Latest estimates from HMRC suggest the programme could still raise £3.9bn in additional tax by reducing taxpayer errors. The NAO concludes it could still provide a 2:1 return on investment. 

It’s also been suggested that a further £1.6bn of tax revenue could be raised if the government decides to extend MTD for self-assessment to businesses with incomes between £10,000 and £30,000. The NAO warns that it could cost these businesses £1.2bn to comply with such a requirement – an average of £460 each, but with some self-employed businesses facing costs of almost £1,000. 
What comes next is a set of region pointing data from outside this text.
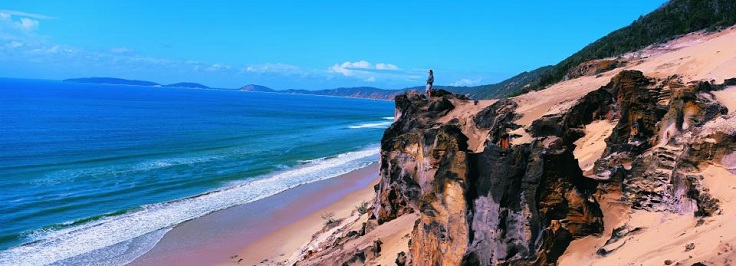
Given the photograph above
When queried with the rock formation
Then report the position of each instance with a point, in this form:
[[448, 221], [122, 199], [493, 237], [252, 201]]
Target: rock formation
[[523, 204]]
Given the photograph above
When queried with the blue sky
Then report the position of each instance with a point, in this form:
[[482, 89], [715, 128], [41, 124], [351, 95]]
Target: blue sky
[[300, 44]]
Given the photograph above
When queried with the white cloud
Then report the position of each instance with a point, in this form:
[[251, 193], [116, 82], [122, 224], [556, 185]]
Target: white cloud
[[26, 24], [217, 67], [19, 22], [14, 44], [273, 68], [8, 13], [384, 66], [466, 82], [121, 50], [362, 69], [360, 64]]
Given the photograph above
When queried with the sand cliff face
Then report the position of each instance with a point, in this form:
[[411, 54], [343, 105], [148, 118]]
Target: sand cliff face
[[524, 203], [628, 163]]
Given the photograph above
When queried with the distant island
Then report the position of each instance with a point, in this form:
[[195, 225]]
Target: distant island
[[188, 85], [119, 81], [501, 89], [115, 81]]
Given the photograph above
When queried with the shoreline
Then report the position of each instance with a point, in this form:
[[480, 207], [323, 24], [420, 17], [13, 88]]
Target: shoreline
[[273, 227]]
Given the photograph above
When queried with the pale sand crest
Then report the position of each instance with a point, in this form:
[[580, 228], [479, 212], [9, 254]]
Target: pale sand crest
[[696, 56]]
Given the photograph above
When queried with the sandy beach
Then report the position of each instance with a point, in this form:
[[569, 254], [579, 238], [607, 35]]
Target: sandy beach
[[268, 229]]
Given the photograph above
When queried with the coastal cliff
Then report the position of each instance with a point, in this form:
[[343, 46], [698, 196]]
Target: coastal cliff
[[640, 151]]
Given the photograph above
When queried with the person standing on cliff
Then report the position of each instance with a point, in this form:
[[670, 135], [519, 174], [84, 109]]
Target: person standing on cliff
[[430, 80]]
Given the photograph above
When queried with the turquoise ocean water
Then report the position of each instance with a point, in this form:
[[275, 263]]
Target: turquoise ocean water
[[99, 173]]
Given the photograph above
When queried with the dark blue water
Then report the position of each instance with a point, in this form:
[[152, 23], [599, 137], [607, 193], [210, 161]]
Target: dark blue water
[[86, 167]]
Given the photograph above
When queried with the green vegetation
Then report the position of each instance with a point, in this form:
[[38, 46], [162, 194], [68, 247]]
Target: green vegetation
[[362, 208], [329, 218], [672, 20]]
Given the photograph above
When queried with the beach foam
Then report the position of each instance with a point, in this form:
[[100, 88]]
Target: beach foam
[[121, 238], [372, 125]]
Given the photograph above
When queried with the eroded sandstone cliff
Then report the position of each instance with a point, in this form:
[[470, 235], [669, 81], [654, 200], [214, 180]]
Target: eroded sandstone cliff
[[523, 204]]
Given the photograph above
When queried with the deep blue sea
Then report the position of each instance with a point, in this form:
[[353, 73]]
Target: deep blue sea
[[104, 171]]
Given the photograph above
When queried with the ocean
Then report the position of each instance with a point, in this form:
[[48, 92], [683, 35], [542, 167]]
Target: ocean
[[98, 174]]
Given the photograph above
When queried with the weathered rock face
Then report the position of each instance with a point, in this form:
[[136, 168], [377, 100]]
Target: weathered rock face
[[592, 67], [649, 137], [526, 193], [570, 126], [520, 205], [524, 204]]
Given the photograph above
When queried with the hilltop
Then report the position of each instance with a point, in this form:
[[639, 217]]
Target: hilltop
[[144, 83], [633, 164], [115, 81]]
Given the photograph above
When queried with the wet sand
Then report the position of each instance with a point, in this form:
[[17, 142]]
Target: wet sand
[[259, 229]]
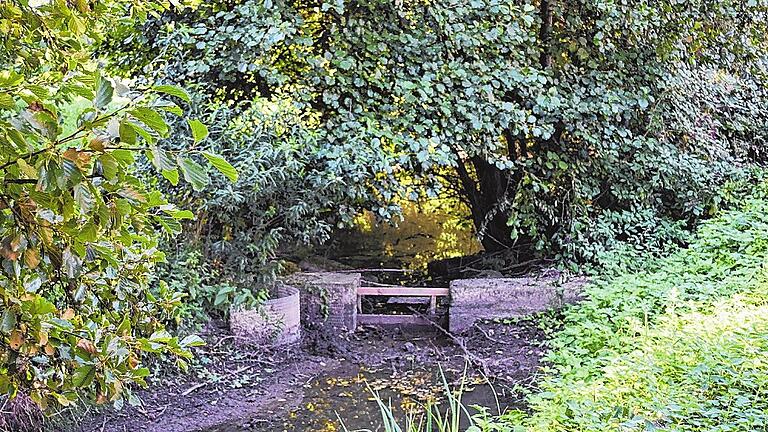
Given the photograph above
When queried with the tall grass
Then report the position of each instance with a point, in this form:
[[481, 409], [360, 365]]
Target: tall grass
[[434, 417]]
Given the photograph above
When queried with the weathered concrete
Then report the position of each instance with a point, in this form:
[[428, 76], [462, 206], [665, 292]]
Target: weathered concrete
[[476, 299], [276, 321], [329, 300]]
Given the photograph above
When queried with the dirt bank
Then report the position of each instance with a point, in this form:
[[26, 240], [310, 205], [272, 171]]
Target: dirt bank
[[256, 389]]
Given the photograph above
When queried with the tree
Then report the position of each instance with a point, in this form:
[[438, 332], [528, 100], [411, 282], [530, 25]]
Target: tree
[[556, 122], [79, 230]]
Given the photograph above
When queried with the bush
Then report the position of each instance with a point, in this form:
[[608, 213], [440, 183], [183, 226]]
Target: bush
[[679, 346]]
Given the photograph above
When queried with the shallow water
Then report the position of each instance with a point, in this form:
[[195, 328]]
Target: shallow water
[[346, 395]]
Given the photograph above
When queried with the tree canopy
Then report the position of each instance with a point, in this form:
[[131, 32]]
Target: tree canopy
[[543, 117], [79, 230]]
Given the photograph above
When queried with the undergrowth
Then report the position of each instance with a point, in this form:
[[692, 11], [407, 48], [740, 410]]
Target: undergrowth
[[681, 346]]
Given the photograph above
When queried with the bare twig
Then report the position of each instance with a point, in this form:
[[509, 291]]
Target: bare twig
[[477, 361], [212, 380]]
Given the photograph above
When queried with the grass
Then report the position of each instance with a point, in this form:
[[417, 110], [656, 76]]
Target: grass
[[679, 346], [682, 346]]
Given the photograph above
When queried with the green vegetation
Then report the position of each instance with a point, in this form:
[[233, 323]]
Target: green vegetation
[[679, 347], [565, 127], [160, 164], [79, 230]]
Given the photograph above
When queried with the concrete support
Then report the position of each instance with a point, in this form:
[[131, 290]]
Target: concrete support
[[477, 299], [274, 322], [329, 300]]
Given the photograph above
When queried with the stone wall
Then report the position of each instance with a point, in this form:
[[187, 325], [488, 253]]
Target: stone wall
[[329, 300], [476, 299]]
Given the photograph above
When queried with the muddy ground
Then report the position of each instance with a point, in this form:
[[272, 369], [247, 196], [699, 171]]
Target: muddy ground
[[258, 389]]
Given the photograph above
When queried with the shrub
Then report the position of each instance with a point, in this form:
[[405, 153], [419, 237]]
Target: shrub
[[679, 346]]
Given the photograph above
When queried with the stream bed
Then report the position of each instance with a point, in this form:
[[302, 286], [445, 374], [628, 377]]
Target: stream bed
[[346, 394]]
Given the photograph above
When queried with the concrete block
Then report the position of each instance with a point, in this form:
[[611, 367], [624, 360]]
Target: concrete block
[[476, 299], [329, 299], [276, 321]]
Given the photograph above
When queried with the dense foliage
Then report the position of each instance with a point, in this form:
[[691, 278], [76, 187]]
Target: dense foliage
[[564, 126], [680, 346], [79, 230]]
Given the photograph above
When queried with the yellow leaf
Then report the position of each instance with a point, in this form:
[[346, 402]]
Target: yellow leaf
[[31, 258], [16, 339]]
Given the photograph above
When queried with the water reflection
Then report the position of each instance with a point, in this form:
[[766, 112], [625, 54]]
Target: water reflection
[[346, 393]]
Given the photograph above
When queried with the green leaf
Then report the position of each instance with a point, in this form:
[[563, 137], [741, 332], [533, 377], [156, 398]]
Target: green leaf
[[9, 320], [83, 376], [151, 118], [194, 173], [104, 92], [172, 176], [109, 166], [127, 133], [6, 101], [161, 160], [173, 91], [169, 224], [192, 340], [199, 130], [84, 197], [222, 165]]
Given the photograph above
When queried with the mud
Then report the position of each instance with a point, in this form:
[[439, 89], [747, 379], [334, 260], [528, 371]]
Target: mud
[[241, 388]]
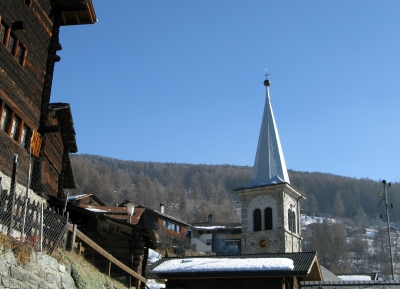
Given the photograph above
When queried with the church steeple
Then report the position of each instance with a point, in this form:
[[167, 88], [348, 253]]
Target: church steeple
[[269, 165]]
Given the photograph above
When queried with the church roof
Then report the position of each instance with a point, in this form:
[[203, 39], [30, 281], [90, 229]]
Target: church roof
[[269, 165]]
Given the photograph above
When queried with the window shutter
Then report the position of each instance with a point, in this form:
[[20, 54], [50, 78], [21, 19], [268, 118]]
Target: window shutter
[[36, 142]]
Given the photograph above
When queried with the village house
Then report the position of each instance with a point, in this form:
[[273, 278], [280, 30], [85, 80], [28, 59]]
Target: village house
[[270, 236], [30, 125], [216, 238]]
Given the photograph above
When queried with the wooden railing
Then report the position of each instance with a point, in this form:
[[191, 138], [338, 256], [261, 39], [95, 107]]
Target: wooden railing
[[104, 253]]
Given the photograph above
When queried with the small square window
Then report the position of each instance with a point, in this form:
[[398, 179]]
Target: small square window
[[20, 54], [25, 136], [4, 118], [10, 46], [2, 32], [14, 128]]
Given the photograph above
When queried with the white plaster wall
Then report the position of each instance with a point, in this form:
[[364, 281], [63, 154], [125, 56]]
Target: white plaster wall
[[262, 202], [201, 246]]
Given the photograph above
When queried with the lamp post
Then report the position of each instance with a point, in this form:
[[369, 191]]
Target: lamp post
[[291, 217], [130, 209]]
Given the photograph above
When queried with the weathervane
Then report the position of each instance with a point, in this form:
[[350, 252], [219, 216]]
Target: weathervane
[[266, 74]]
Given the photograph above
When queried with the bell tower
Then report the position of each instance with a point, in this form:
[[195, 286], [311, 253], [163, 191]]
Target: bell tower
[[270, 205]]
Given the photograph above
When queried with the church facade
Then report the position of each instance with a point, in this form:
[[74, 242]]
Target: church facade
[[270, 206]]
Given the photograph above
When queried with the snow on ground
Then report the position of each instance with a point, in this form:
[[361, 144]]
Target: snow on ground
[[354, 277], [152, 284], [153, 256], [234, 264]]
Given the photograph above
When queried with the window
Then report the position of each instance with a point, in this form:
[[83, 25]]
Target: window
[[12, 43], [2, 32], [20, 54], [257, 220], [14, 128], [292, 221], [268, 218], [4, 118]]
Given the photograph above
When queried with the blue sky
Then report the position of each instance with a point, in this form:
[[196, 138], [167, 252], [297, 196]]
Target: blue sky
[[182, 81]]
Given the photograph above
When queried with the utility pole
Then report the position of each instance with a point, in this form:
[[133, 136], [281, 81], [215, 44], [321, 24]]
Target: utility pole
[[388, 223]]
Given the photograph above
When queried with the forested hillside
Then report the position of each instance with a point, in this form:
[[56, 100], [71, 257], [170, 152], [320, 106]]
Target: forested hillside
[[191, 192]]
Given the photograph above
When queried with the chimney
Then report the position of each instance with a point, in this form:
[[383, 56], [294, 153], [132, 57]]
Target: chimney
[[162, 208]]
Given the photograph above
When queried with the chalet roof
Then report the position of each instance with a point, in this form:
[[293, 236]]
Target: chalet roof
[[118, 213], [76, 12], [269, 164], [164, 216], [216, 226], [305, 264], [119, 218], [85, 196], [349, 284]]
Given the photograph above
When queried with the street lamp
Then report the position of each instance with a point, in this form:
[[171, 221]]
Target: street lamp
[[292, 221]]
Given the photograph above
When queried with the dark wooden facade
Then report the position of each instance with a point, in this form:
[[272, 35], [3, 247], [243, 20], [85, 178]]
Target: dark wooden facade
[[29, 41], [109, 227]]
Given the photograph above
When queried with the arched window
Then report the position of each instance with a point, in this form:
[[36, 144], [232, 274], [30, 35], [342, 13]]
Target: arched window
[[292, 221], [268, 218], [257, 220]]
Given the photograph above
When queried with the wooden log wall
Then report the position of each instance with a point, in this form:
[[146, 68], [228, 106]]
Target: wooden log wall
[[11, 216]]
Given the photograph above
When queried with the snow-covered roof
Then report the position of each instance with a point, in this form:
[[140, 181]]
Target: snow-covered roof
[[76, 197], [221, 265], [355, 277], [153, 256], [229, 266], [96, 210], [208, 227]]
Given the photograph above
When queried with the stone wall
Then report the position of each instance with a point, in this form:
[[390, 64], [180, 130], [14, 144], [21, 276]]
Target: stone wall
[[42, 272]]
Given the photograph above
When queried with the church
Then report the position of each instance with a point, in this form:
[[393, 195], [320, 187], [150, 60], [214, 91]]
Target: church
[[271, 254], [270, 205]]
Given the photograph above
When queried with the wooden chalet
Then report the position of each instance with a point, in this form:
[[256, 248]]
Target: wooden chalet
[[111, 228], [305, 268], [160, 222], [30, 123], [216, 238]]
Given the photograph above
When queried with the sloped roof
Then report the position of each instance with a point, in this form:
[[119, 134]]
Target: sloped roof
[[269, 164], [85, 196], [216, 226], [156, 212], [349, 284], [305, 265]]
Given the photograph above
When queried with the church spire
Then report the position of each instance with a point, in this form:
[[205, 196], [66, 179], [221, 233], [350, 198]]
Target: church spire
[[269, 165]]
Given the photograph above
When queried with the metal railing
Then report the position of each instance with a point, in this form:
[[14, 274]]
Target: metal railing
[[25, 217]]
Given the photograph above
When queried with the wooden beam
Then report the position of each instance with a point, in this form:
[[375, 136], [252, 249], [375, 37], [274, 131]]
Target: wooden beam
[[107, 255]]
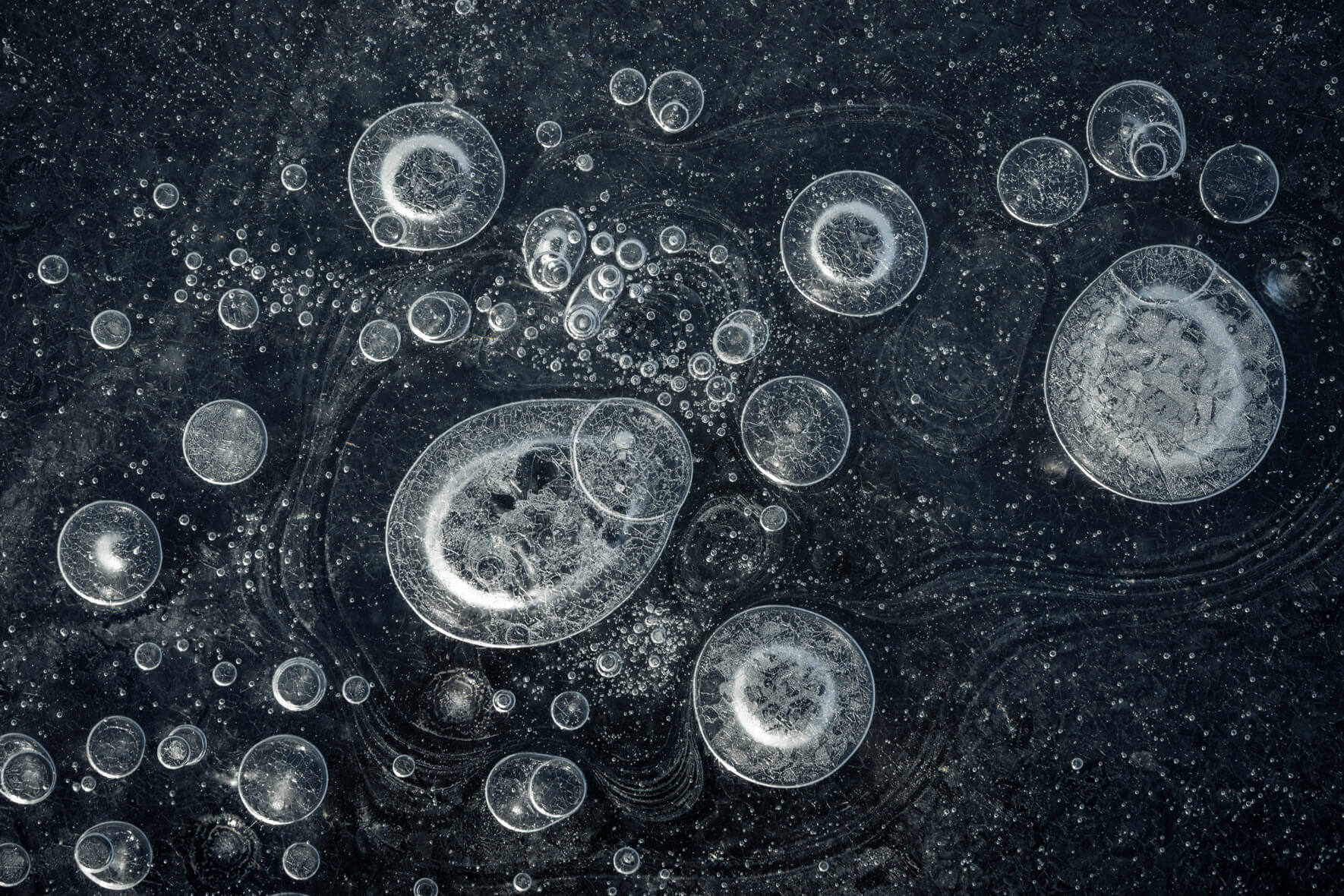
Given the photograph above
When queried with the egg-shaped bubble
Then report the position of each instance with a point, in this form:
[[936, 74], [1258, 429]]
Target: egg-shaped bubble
[[109, 552], [1238, 185], [677, 99], [530, 791], [1043, 181], [853, 244], [27, 773], [282, 779], [794, 431], [1166, 380], [225, 442], [1136, 131], [115, 855], [492, 539], [432, 166], [783, 696], [553, 248]]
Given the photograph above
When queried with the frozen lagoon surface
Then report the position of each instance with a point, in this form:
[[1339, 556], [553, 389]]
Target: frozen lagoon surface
[[1050, 674]]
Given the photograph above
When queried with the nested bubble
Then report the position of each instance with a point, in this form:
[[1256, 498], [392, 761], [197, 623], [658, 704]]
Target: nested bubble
[[440, 317], [115, 855], [677, 99], [109, 552], [1043, 181], [111, 330], [528, 791], [1166, 380], [632, 459], [27, 773], [553, 248], [1136, 131], [492, 541], [783, 696], [225, 442], [298, 684], [853, 244], [796, 431], [282, 779], [432, 167], [1238, 185]]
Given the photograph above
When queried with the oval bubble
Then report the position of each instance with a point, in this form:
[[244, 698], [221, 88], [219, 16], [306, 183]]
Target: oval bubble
[[432, 166], [783, 696], [853, 244], [109, 552]]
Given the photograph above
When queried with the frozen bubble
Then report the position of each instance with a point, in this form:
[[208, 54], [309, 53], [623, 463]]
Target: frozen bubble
[[355, 689], [282, 779], [116, 746], [853, 244], [553, 248], [549, 134], [115, 855], [783, 696], [300, 861], [15, 864], [298, 684], [528, 791], [1043, 181], [626, 87], [111, 330], [27, 773], [492, 541], [166, 195], [1238, 185], [677, 99], [741, 336], [440, 317], [1136, 131], [148, 656], [1166, 380], [109, 552], [293, 176], [225, 442], [380, 340], [570, 711], [52, 269], [434, 169], [238, 309], [796, 431]]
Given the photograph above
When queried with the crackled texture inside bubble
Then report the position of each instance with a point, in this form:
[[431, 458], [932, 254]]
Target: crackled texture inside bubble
[[530, 791], [1043, 181], [1238, 185], [794, 431], [282, 779], [1136, 131], [783, 696], [27, 773], [853, 244], [109, 552], [432, 166], [1166, 380], [492, 541], [225, 442], [115, 855]]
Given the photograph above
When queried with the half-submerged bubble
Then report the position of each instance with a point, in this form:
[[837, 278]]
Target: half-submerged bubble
[[1166, 380]]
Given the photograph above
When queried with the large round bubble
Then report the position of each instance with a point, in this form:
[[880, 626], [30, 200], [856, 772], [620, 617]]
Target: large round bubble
[[109, 552], [796, 431], [853, 244], [1166, 380], [494, 541], [783, 696], [426, 176]]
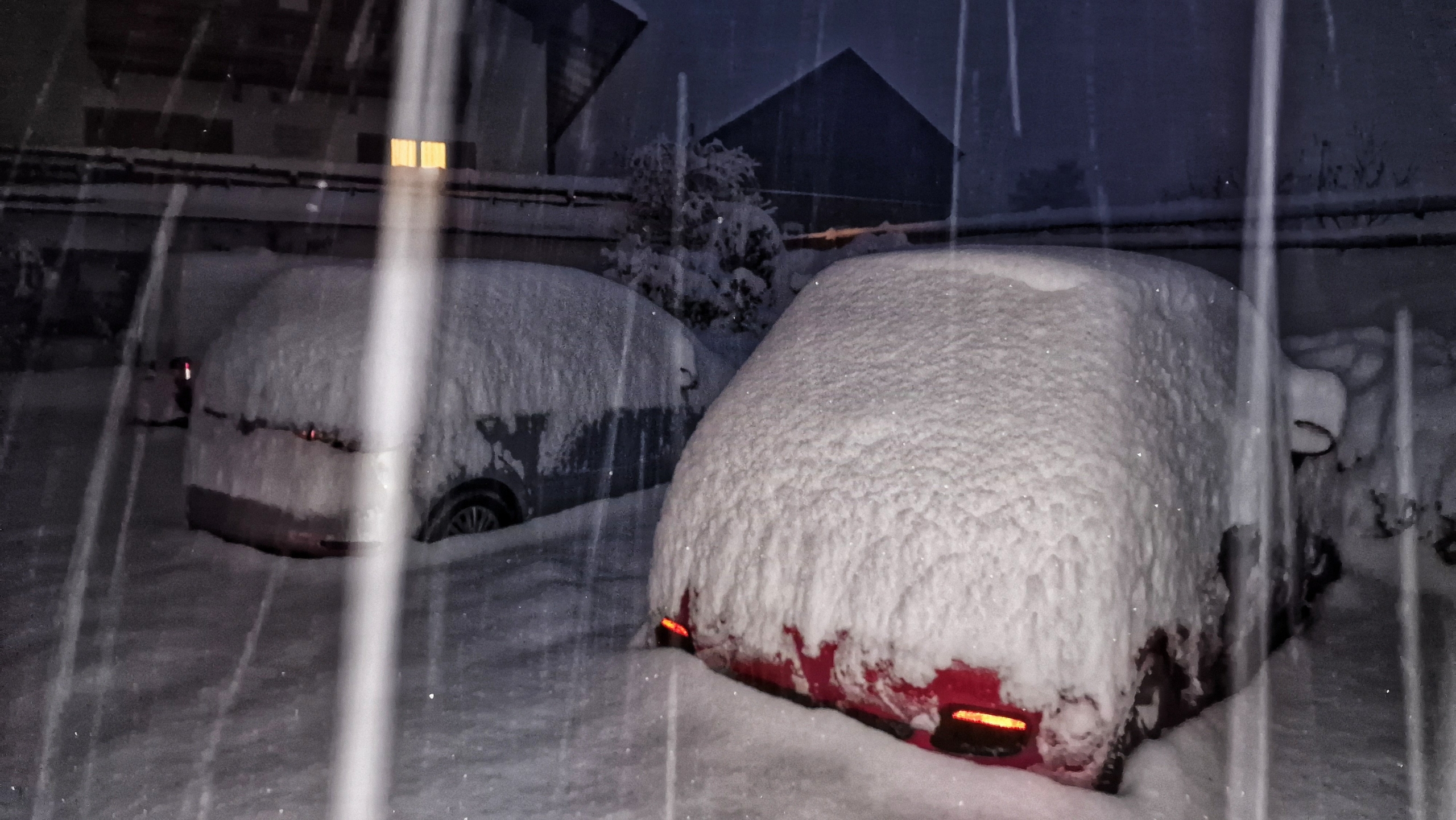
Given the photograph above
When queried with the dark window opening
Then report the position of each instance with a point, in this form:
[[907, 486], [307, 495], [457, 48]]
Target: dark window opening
[[124, 129]]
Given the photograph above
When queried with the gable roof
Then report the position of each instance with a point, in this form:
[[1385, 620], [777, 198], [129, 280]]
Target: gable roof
[[843, 130]]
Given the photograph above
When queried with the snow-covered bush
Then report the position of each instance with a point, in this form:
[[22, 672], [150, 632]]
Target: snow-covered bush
[[710, 261]]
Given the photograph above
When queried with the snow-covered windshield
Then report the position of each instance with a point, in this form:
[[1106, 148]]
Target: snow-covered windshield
[[646, 408]]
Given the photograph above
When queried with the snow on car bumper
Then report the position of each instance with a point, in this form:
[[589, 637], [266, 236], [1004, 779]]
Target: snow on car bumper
[[267, 528], [1005, 736]]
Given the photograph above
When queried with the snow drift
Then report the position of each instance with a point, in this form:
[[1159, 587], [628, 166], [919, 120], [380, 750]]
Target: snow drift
[[1012, 459], [1350, 496]]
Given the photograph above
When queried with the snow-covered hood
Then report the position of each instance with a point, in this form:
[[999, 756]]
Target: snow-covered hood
[[1007, 458], [511, 339]]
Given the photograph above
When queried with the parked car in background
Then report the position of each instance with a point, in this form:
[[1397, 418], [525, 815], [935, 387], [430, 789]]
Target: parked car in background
[[549, 388], [981, 500]]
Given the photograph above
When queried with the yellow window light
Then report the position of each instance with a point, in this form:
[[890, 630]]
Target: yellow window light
[[432, 155], [986, 719], [404, 152]]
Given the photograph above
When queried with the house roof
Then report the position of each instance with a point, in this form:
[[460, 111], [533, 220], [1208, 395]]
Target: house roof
[[842, 130]]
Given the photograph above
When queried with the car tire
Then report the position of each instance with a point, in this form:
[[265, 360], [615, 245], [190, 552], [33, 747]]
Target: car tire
[[479, 512], [1155, 708]]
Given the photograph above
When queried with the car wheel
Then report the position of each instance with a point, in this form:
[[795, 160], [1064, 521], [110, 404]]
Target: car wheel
[[1155, 708], [471, 514]]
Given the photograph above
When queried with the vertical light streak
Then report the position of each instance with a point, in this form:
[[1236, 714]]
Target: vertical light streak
[[1011, 66], [396, 357], [175, 90], [111, 613], [1410, 584], [18, 394], [670, 794], [956, 124], [73, 598], [679, 190], [1257, 467], [229, 695]]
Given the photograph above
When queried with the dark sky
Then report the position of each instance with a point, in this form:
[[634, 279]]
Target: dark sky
[[1147, 95]]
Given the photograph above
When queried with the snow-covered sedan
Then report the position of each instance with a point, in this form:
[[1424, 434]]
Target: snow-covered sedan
[[549, 388], [981, 500]]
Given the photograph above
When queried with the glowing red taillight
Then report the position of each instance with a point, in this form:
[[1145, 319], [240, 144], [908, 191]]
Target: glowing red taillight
[[986, 719], [675, 634]]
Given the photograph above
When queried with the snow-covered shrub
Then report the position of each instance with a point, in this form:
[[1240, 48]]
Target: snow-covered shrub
[[713, 266]]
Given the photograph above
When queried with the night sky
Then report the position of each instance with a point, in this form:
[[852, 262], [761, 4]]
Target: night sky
[[1147, 95]]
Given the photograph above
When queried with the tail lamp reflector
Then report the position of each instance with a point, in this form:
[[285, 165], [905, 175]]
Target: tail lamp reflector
[[985, 719]]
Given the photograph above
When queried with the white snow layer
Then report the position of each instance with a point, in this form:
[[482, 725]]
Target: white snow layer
[[1008, 458], [1351, 497], [511, 339]]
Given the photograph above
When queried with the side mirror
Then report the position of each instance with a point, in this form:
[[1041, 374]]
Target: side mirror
[[1317, 410]]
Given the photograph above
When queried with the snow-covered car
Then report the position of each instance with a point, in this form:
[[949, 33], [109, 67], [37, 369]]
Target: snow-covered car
[[981, 500], [549, 388]]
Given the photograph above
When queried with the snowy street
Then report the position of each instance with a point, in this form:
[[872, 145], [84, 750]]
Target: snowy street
[[206, 679]]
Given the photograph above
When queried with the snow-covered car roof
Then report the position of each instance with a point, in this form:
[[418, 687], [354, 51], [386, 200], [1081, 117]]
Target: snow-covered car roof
[[511, 339], [1007, 458]]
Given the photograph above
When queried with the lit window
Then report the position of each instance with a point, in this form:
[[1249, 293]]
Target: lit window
[[404, 152], [432, 155]]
In March this year, HMRC forecast remaining costs for MTD of £620. The NAO concludes that ensuring value for money depends on HMRC developing a more robust business case exploring the options for reducing costs, resolving questions over design and costs to customers, and rigorously managing delivery risks. It recommends a separate business case being made for MTD for self-assessment before further decisions are taken. 

Gareth Davies, head of the NAO, says: ‘The repeated delays and rephasing of Making Tax Digital have undermined the programme’s credibility and increased its costs. They put at risk the support of taxpayers and delivery partners, including those who are essential to the programme succeeding. 

‘Our audit identified the omission of significant costs from some business cases. It is obviously important that business cases for major programmes such as this contain all the relevant information to support decision-making. 

‘HMRC’s plan to digitalise the tax system has the potential to improve the system’s efficiency and effectiveness. It has made some recent progress on VAT but it has not yet tackled the most complex elements of the programme and significant delivery risks remain.’  

Earlier this year, the NAO reported on issues faced by the government in its digital transformation and outlined the requirements needed to address them.